The most common strategy to manage costs is trying to manage vendors and marketing the benefits plan to different insurers. Although marketing the employee benefits plan is part of good governance and should be conducted every four to five years, it’s not the best cost-containment strategy over the long term given the significant reduction in the number of insurers in the Canadian marketplace. Insurers often submit proposals that feature notable savings, only to follow up with whiplash-inducing first and second annual renewals after short-term marketing discounts have evaporated.

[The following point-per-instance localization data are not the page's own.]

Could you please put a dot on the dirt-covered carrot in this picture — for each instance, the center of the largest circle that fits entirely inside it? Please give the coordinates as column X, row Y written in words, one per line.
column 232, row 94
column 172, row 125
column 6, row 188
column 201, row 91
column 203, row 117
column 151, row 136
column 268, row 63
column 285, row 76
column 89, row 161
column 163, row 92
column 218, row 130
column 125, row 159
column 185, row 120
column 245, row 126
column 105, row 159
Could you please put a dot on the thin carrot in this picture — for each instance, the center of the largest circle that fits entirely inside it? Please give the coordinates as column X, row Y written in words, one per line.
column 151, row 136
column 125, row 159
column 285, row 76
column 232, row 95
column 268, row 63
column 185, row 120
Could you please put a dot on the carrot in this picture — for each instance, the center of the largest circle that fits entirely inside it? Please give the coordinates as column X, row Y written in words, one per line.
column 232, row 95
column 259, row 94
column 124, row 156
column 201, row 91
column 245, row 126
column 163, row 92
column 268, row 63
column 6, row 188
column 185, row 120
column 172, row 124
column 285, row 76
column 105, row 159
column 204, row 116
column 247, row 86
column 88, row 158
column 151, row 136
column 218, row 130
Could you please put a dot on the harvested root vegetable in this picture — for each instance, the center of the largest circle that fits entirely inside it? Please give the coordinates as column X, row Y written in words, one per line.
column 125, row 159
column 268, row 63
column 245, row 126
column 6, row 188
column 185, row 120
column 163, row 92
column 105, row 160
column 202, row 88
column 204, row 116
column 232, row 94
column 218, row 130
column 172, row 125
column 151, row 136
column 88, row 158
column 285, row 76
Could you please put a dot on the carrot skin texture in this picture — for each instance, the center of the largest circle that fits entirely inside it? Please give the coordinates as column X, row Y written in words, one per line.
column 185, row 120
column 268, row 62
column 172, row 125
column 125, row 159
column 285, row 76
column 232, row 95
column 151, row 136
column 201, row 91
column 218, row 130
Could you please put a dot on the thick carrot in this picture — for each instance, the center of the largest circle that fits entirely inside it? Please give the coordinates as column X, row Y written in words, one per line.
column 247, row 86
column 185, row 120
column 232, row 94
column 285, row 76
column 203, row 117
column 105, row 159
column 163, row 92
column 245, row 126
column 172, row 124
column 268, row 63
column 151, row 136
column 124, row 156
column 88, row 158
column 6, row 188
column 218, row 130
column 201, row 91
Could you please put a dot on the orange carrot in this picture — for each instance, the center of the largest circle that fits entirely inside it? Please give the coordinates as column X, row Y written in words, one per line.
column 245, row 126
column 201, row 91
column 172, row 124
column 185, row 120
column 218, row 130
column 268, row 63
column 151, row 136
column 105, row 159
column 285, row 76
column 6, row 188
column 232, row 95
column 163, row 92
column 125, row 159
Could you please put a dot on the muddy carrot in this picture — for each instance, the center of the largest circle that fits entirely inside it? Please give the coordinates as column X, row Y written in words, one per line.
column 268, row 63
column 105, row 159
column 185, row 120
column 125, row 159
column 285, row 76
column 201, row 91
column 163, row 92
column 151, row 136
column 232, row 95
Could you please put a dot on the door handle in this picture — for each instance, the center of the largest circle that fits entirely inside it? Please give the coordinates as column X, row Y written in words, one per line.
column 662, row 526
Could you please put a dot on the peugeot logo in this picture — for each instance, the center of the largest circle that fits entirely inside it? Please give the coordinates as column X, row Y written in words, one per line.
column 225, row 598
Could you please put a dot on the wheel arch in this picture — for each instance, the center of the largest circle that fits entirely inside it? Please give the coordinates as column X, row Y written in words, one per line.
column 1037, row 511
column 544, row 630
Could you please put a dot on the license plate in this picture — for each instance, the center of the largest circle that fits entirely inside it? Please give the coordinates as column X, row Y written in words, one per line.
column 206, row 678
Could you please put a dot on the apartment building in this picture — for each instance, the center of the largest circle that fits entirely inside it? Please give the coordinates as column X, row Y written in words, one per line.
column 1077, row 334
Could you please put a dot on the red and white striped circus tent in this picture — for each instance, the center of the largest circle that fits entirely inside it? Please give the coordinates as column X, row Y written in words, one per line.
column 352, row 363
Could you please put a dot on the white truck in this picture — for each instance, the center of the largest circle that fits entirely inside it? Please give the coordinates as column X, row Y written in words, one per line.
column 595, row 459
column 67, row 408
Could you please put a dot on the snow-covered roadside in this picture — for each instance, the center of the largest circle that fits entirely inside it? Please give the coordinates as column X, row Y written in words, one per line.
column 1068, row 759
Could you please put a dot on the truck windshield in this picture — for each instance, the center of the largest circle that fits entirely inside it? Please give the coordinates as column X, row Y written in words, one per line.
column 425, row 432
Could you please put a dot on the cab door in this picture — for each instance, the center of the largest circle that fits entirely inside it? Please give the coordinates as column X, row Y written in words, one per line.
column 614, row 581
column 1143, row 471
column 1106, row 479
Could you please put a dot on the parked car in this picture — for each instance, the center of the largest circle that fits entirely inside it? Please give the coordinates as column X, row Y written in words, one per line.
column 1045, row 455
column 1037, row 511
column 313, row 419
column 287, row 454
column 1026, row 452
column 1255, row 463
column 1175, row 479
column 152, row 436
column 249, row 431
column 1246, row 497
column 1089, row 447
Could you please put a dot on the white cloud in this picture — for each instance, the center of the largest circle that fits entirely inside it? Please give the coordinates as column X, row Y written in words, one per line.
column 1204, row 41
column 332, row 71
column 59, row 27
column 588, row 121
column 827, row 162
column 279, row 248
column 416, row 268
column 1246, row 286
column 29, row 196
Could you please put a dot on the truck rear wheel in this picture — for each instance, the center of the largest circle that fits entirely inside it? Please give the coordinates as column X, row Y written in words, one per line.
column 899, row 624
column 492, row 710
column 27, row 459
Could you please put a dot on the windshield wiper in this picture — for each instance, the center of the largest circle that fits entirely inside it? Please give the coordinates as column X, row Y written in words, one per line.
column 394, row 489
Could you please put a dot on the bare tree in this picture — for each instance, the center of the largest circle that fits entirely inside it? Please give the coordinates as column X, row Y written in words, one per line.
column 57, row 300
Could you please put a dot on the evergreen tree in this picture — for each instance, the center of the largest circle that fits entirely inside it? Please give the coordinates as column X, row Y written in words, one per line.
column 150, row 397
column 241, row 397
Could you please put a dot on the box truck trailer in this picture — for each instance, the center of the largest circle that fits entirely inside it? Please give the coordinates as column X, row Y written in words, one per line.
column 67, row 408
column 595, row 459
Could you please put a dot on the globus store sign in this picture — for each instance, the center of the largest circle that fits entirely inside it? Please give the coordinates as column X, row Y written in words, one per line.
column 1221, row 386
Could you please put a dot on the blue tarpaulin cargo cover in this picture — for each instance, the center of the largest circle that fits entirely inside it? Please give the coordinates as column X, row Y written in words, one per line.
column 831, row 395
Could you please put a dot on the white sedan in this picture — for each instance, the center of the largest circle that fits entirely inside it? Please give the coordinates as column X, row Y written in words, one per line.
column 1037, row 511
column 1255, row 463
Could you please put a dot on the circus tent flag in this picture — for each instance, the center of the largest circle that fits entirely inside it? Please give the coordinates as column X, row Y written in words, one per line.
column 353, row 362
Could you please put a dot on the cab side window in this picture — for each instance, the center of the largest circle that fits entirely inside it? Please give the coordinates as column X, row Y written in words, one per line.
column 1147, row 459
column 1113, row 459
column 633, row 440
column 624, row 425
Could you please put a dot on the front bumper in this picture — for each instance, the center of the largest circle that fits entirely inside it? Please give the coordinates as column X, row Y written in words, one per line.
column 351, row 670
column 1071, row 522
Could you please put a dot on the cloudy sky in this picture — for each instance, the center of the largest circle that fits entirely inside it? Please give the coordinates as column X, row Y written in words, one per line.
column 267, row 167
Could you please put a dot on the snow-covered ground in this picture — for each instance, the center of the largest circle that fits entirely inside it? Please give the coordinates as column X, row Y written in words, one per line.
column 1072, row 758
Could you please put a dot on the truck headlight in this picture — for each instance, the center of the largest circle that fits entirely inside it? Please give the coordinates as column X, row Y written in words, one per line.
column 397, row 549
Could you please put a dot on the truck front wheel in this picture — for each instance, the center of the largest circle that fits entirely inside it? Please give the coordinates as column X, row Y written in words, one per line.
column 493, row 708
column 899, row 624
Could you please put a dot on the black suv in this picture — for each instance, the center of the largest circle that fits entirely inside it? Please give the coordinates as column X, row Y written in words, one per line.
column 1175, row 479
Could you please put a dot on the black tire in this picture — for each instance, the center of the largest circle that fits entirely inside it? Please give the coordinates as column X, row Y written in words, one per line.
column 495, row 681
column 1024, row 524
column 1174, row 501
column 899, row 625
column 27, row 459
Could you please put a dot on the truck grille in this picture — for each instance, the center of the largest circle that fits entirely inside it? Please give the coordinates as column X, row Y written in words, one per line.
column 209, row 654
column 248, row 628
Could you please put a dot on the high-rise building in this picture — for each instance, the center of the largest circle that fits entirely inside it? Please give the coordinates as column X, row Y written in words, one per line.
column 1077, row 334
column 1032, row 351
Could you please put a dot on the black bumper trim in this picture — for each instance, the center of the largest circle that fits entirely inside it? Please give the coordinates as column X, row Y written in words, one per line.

That’s why organizations should take a longer-term view and develop a more formalized strategy. To begin with, they should assess how employee benefits fit within their broader people strategies and business plans. They should determine whether they want to be reactive and simply keep pace with the rest of the market or be proactive and lead with innovative plan design. Organizations also need to assess the needs and desires of a multi-generational workforce with varying needs and wants. Most importantly, they need to determine how the costs of employee benefits plans fit into their long-term business strategies and/or whether there are specific financial targets they’ll need to meet each year to accommodate these costs.

What about COVID-19?

At the time of this writing, the insurance industry is facing added uncertainty due to the global COVID-19 pandemic. While it’s difficult to forecast the long-term effects of the pandemic on employee benefits plans, we can make certain predictions for the coming year:

  • We don’t expect group life insurance rates to see any direct impact as a result of the pandemic, as the fatality rate, thus far, has been highest among seniors.
  • We’re starting to see an impact on disability insurance, due to an increase in mental health claims related to the pandemic. We expect the severity and duration of these claims to correlate with the severity and duration of the pandemic.
  • Between March and June 2020, many benefits plan sponsors benefited from reductions in claims or insurer premium credits related to extended health and dental plans, as paramedical and dental practitioners shut down operations. Since then, however, these types of claims have largely returned to pre-pandemic levels, and we expect this trend to continue.
  • With respect to any potential COVID-19 vaccine, we expect the federal and provincial governments to pick up the cost, based on current information.

Where do you go from here?

Organizations need to recognize that the financial risks related to employee benefits plans are both significant and increasing. Unless they’re prepared to accept inflation rates three to five times higher for these plans than for other areas of their business, they’ll need to gain a better understanding of the current reality and develop strategies that are best suited to their own unique needs. If they don’t, they risk having employee benefits plans that are neither financially sustainable nor effective in helping to attract, retain, and engage the key talent they need to deliver on their business plans.


Author

Dan EisnerDan Eisner is an employee benefits advisor with ZLC Financial in Vancouver, where he works with human resources and finance professionals to create proactive, creative, and innovative employee benefits plans and broader workforce planning strategies. Dan has taught “Understanding the Financial Risks of Employee Benefits” for CPABC’s PD program.

 

Footnotes

  1. Trend data and other figures are from ZLC Financial unless otherwise noted.
  2. Monica Haberl, Nicole Stewart, Benefits Benchmarking 2019: Innovation and Flexibility Lead the Way, February 28, 2019, conferenceboard.ca. While this average was drawn from a variety of industries across Canada, the actual results varied significantly according to business size and industry type.
  3. Annual employee benefits plan cost increases have been relatively low over the last couple of years, compared to the increases of 10% to 12% seen in the early 2000s.